My forties couldn’t have/wouldn’t have been such a cauldron of confusion without the Evel Knievel–ramp that was my thirties. On that birthday I’d been sat at a four-top with seven people in an East Village Indian restaurant with Pearl Jam and their publicist. No one but me knew it was my birthday, which suited me. The dinner was meant to be business but it was also a huge pleasure. The publicist was a pal because, save for two women who I’d known since college, most of my friends at the time were in the music business. When it came to female friends, those were primarily publicists and managers. (Side note: Any wonder women appeared the majority in these careers? The combining of mental acuity for the business with patient attention to being the caretakers who set up playdates, er, I mean interviews, press trips, tours, and also found lost passports, local support meetings, and doctors who made hotel calls impressed me more than I probably ever expressed.) On that night, turning thirty, I remember clearly feeling the thrill of where I was. Somewhere I had always dreamed of being both physically and emotionally: Sitting with a band I loved doing a job I felt would catapult me into forever happiness. My career path. One that felt like a diamond dropped into my lap for me to polish into a satisfying career crown. I had a plan on how to make it shine. To stand out from the guy-ville gang I wanted to be a part of while also cutting a little deeper into the heart of rock’n’roll by lowering myself slyly into the souls of musicians. I not only wanted to understand them bones&all but also bring them to a deeper understanding of themselves. I craved hearing at the end of an interview, “You! You have opened my eyes to myself and my art in a way no other interviewer ever has.” (See: relationships, possibilities, hope in first paragraph.) I wanted to combine the fierceness of music-writers, Julie Burchill and Caitlin Moran, who were over in the U.K. with a stateside sensibility that might have resembled therapy.

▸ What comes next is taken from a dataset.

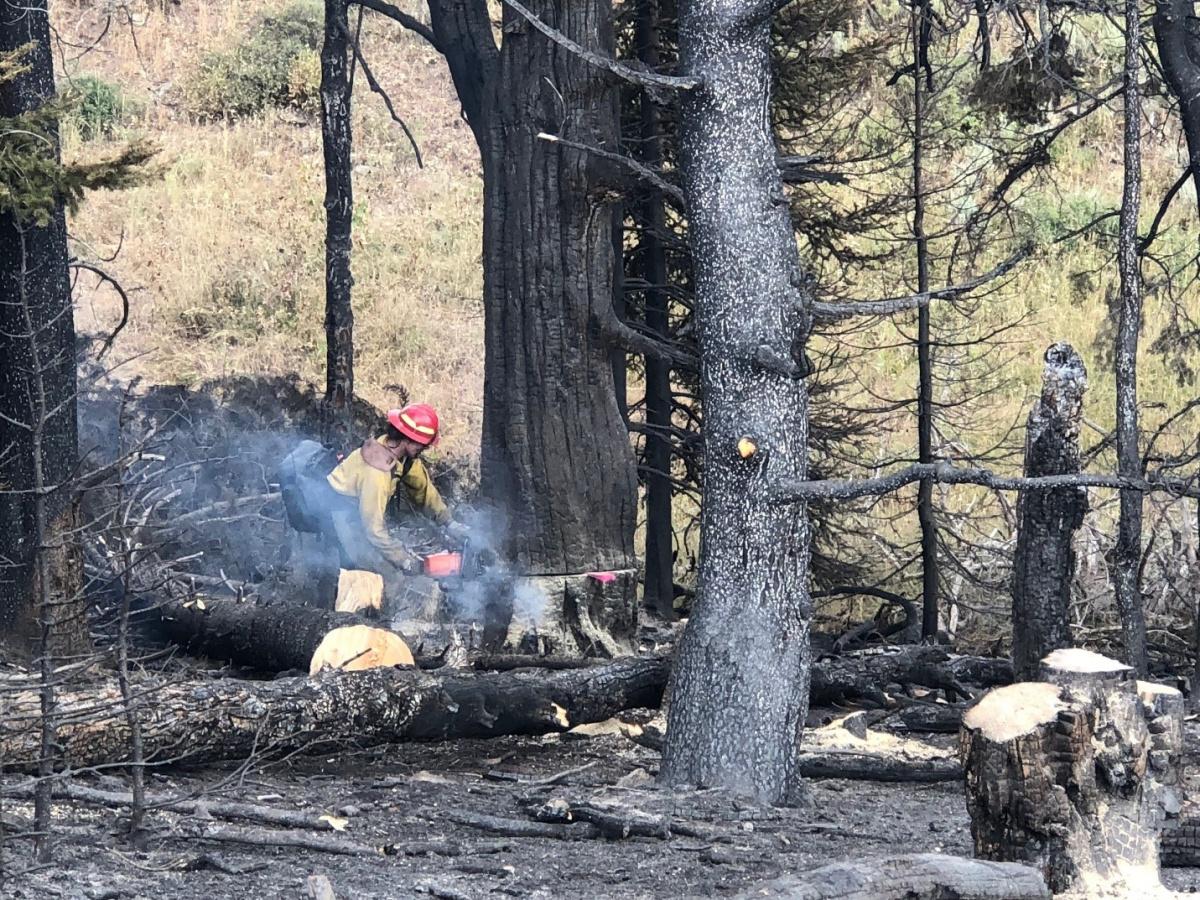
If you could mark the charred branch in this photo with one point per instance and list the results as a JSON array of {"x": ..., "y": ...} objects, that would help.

It didn’t really work out that way. I maybe should have just turned the therapy on myself because by the time I was exiting the music business bruised and confused about why the guys got to make the raw moves, then write about it (you know, the drinking, drugging, disappearing with a band only to surface days later with a juicy story) they were feted and given more assignments. When I went down similar paths (drinking, drugging, disappearing with a band only to surface days later with a juicy story), I got called into the editor-in-chief’s office and told I was irresponsible, called into the accountant’s office and grilled about why the hotel bill was so high, and just generally called suspect (in lieu of a more sexist term like slut) by my fellow male journalists for what exactly I’d done to get my story.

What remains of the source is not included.